Le secteur de l'informel prend une place prépondérante dans l'économie algérienne. L'argent généré par ce secteur échappe à tout contrôle. Depuis quelques mois, le gouvernement multiplie les déclarations d'intentions pour le récupérer, mais sans grand succès. Le nouveau ministre des Finances Brahim Djamel Kassali s'est exprimé sur le sujet et a notamment préconisé l'utilisation de la finance islamique pour attirer ces fonds qui circulent hors des circuits bancaires.

Le secteur de l'informel en Algérie, communément appelé « marché noir », absorbe d'énormes quantités d'argent. Selon les chiffres de la Banque d'Algérie, rendus publics en 2021, la masse monétaire circulant en dehors du secteur bancaire a connu une hausse conséquente[1]Algérie : Une très grande masse monétaire circule dans l'informel. Cette masse a atteint 6140,7 milliards de dinars à la fin de l’année 2020. Soit une hausse de 12,93 % durant une seule année. L’argent thésaurisé et qui alimente le secteur de l’informel avait alors atteint 34,73 % de la masse monétaire, alors qu'il représentait 32,94 % à fin 2019.

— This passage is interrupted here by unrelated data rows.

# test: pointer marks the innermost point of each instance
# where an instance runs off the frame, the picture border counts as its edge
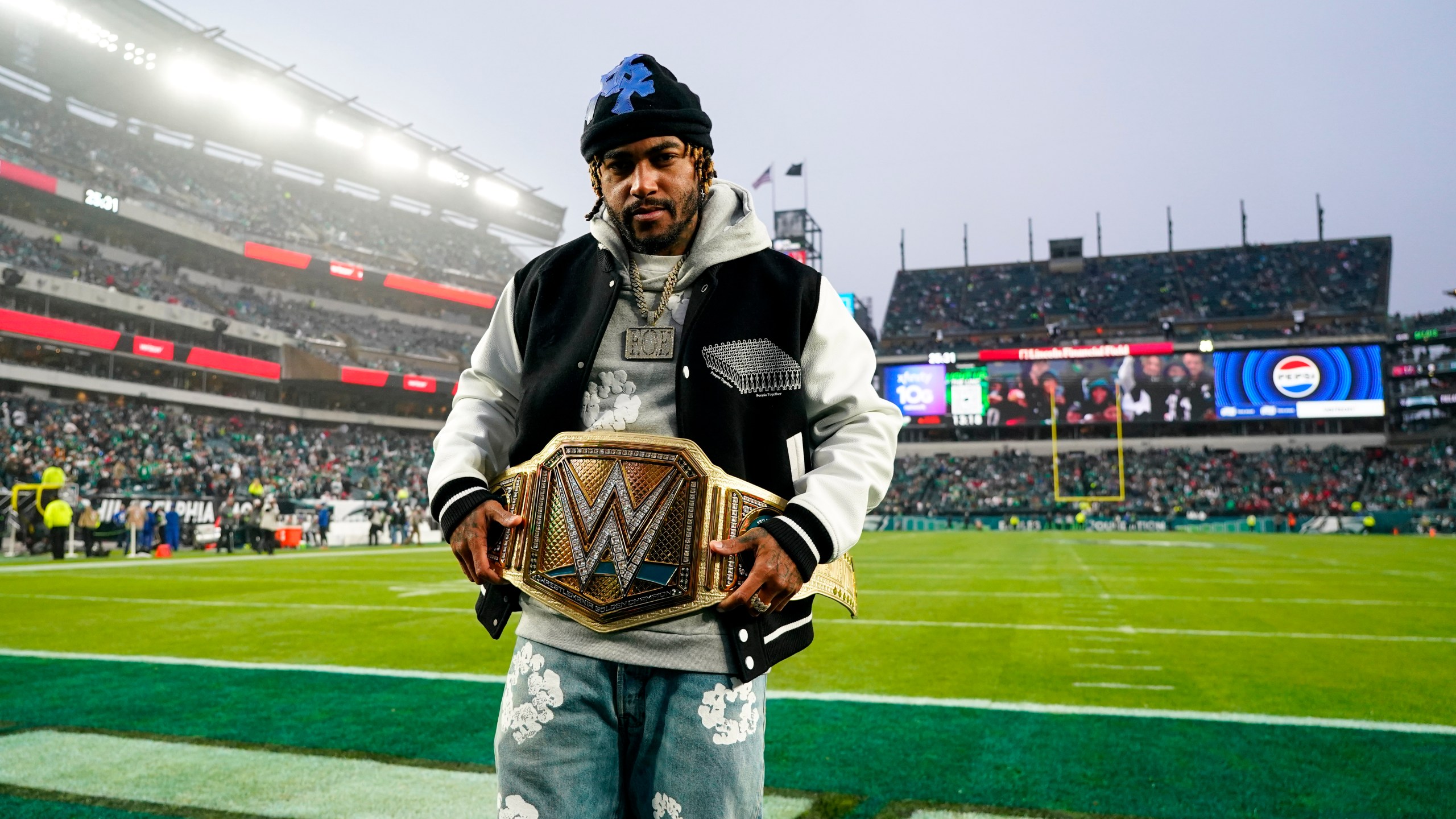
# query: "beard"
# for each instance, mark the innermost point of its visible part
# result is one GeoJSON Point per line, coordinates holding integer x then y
{"type": "Point", "coordinates": [682, 212]}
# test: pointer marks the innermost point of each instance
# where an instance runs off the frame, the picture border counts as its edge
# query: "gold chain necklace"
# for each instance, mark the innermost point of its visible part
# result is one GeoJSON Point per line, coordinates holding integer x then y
{"type": "Point", "coordinates": [651, 343]}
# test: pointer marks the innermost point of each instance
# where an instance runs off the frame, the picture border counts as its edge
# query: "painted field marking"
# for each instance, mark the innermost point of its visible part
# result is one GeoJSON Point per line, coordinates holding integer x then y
{"type": "Point", "coordinates": [258, 783]}
{"type": "Point", "coordinates": [1117, 668]}
{"type": "Point", "coordinates": [1136, 630]}
{"type": "Point", "coordinates": [212, 561]}
{"type": "Point", "coordinates": [1108, 712]}
{"type": "Point", "coordinates": [1158, 598]}
{"type": "Point", "coordinates": [814, 696]}
{"type": "Point", "coordinates": [245, 604]}
{"type": "Point", "coordinates": [210, 664]}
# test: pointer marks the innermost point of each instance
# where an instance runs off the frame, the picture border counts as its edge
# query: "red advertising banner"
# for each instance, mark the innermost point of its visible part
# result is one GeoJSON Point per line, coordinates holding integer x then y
{"type": "Point", "coordinates": [423, 288]}
{"type": "Point", "coordinates": [241, 365]}
{"type": "Point", "coordinates": [1090, 351]}
{"type": "Point", "coordinates": [276, 255]}
{"type": "Point", "coordinates": [363, 377]}
{"type": "Point", "coordinates": [154, 348]}
{"type": "Point", "coordinates": [59, 330]}
{"type": "Point", "coordinates": [27, 177]}
{"type": "Point", "coordinates": [420, 384]}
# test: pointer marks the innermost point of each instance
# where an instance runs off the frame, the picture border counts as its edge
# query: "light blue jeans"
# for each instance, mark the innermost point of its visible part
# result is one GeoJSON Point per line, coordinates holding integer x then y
{"type": "Point", "coordinates": [590, 739]}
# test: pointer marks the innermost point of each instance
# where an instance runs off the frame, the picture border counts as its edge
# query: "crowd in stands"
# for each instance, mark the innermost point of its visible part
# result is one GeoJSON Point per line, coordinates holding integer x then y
{"type": "Point", "coordinates": [296, 318]}
{"type": "Point", "coordinates": [1174, 481]}
{"type": "Point", "coordinates": [239, 200]}
{"type": "Point", "coordinates": [1327, 279]}
{"type": "Point", "coordinates": [149, 448]}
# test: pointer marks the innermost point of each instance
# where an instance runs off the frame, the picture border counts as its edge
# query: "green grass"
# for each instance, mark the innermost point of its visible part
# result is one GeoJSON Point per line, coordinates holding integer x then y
{"type": "Point", "coordinates": [1093, 592]}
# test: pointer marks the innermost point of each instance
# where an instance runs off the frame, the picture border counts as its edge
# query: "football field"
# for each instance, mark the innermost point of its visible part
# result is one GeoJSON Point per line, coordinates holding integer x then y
{"type": "Point", "coordinates": [989, 674]}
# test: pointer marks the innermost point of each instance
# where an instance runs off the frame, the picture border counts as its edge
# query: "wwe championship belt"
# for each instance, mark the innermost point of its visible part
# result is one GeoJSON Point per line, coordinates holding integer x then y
{"type": "Point", "coordinates": [618, 528]}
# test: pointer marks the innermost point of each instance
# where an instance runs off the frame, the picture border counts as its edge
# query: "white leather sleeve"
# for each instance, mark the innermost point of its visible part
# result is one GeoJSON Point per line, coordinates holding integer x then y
{"type": "Point", "coordinates": [478, 433]}
{"type": "Point", "coordinates": [852, 429]}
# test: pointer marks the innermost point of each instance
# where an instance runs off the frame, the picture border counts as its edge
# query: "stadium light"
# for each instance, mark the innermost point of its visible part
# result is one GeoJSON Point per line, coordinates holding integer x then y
{"type": "Point", "coordinates": [338, 133]}
{"type": "Point", "coordinates": [392, 154]}
{"type": "Point", "coordinates": [446, 172]}
{"type": "Point", "coordinates": [497, 193]}
{"type": "Point", "coordinates": [84, 30]}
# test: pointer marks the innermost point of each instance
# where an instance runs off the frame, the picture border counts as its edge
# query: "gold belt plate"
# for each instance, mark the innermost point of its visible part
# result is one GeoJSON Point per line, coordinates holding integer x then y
{"type": "Point", "coordinates": [618, 528]}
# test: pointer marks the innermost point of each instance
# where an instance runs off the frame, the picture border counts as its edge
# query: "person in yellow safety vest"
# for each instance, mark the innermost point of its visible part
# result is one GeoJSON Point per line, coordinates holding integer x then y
{"type": "Point", "coordinates": [57, 518]}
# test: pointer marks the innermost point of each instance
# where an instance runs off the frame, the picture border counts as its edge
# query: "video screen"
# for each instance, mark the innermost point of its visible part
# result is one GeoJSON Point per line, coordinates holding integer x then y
{"type": "Point", "coordinates": [1085, 391]}
{"type": "Point", "coordinates": [1308, 382]}
{"type": "Point", "coordinates": [916, 390]}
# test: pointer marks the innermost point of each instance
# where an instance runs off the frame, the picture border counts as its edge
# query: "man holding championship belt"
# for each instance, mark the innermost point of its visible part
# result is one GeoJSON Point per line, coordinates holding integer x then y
{"type": "Point", "coordinates": [664, 446]}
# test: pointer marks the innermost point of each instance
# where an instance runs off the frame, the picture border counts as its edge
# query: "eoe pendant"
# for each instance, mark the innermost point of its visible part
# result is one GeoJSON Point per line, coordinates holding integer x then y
{"type": "Point", "coordinates": [648, 343]}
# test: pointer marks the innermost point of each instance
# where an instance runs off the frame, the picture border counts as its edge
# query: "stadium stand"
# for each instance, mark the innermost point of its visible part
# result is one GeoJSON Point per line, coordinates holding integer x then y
{"type": "Point", "coordinates": [1169, 481]}
{"type": "Point", "coordinates": [1242, 292]}
{"type": "Point", "coordinates": [142, 446]}
{"type": "Point", "coordinates": [237, 196]}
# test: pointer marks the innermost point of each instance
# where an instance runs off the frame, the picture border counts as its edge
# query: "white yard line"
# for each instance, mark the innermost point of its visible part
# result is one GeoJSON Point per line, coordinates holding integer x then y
{"type": "Point", "coordinates": [812, 696]}
{"type": "Point", "coordinates": [245, 604]}
{"type": "Point", "coordinates": [1138, 630]}
{"type": "Point", "coordinates": [81, 564]}
{"type": "Point", "coordinates": [259, 783]}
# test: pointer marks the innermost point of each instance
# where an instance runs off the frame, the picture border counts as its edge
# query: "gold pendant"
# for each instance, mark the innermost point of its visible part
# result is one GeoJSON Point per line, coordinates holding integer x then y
{"type": "Point", "coordinates": [648, 343]}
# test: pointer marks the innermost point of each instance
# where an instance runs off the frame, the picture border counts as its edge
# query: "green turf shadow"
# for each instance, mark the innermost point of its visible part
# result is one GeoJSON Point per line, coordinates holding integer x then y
{"type": "Point", "coordinates": [411, 719]}
{"type": "Point", "coordinates": [1107, 766]}
{"type": "Point", "coordinates": [1110, 766]}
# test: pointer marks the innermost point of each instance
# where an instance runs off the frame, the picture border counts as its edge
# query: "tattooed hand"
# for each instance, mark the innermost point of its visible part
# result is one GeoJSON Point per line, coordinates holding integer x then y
{"type": "Point", "coordinates": [469, 544]}
{"type": "Point", "coordinates": [775, 579]}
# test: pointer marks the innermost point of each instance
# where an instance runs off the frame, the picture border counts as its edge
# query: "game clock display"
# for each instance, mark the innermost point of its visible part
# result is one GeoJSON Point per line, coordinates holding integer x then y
{"type": "Point", "coordinates": [1308, 382]}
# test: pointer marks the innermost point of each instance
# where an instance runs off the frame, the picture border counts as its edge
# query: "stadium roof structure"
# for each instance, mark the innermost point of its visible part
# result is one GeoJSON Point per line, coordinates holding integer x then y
{"type": "Point", "coordinates": [146, 61]}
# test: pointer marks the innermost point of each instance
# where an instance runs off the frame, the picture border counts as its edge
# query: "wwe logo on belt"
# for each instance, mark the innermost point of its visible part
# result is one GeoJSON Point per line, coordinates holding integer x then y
{"type": "Point", "coordinates": [625, 528]}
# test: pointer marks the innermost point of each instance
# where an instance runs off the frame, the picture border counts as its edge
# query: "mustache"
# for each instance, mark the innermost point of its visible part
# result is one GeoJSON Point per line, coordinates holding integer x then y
{"type": "Point", "coordinates": [651, 201]}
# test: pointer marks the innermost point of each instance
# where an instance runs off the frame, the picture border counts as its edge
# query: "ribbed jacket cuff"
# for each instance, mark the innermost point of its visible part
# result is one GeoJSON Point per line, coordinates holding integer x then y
{"type": "Point", "coordinates": [803, 537]}
{"type": "Point", "coordinates": [456, 500]}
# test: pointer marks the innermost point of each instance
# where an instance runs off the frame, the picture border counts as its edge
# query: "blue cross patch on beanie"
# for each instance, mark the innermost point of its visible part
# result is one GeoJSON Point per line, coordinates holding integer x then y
{"type": "Point", "coordinates": [627, 79]}
{"type": "Point", "coordinates": [640, 100]}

Les différents ministres des Finances, dont l'actuel – Aïmene Benabderrahmane –, ont tous promis de trouver des solutions à ce problème qui touche à l'économie nationale. Cet ancien ministre des Finances promu au poste de Premier ministre avait affirmé il y a une année que le plus important est « de sensibiliser » les détenteurs des sommes importantes du marché parallèle. Il a également lorgné du côté du secteur en affirmant : « Nous ne sommes pas leurs ennemis, nous sommes en train de mettre en place tous les dispositifs légaux ».  Une stratégie qui n'a pas été payante étant donné que la bancarisation ne s'est pas améliorée entre temps.

Pour le ministre des Finances actuel, la solution à ce problème réside dans la mise en place de la finance islamique. Il a préconisé des financements non conventionnels de l'économie nationale en se basant sur la finance islamique. Lors de la réunion du gouvernement avec les walis, Brahim Djamel Kassali a affirmé que la finance islamique est la solution pour capter l'argent de l'informel.

Depuis son lancement, la finance islamique n'a pas été d'un grand secours pour récupérer l'argent de l'informel. Elle révèle juste l'improvisation qui caractérise le secteur. Avec ces « solutions », le gouvernement démontre surtout et à chaque fois qu'il n'a aucune stratégie pour capter l'argent de ce secteur, sinon le « marché noir » serait affaibli après la mise en place de la finance islamique depuis plusieurs mois.

Par ailleurs, pour trouver une solution à cet épineux problème, le Conseil national économique, social et environnemental (CNESE) devait proposer des instruments de lutte contre le marché informel en Algérie. Reda Tir avait révélé que « le CNESE compte mettre en œuvre un modèle d'évaluation de l'économie informelle à travers une approche moderne impliquant la cohérence entre les stocks et les flux d'argent circulant dans l'informel dans le but d'améliorer les résultats d'évaluation des chiffres de l'économie parallèle du pays ».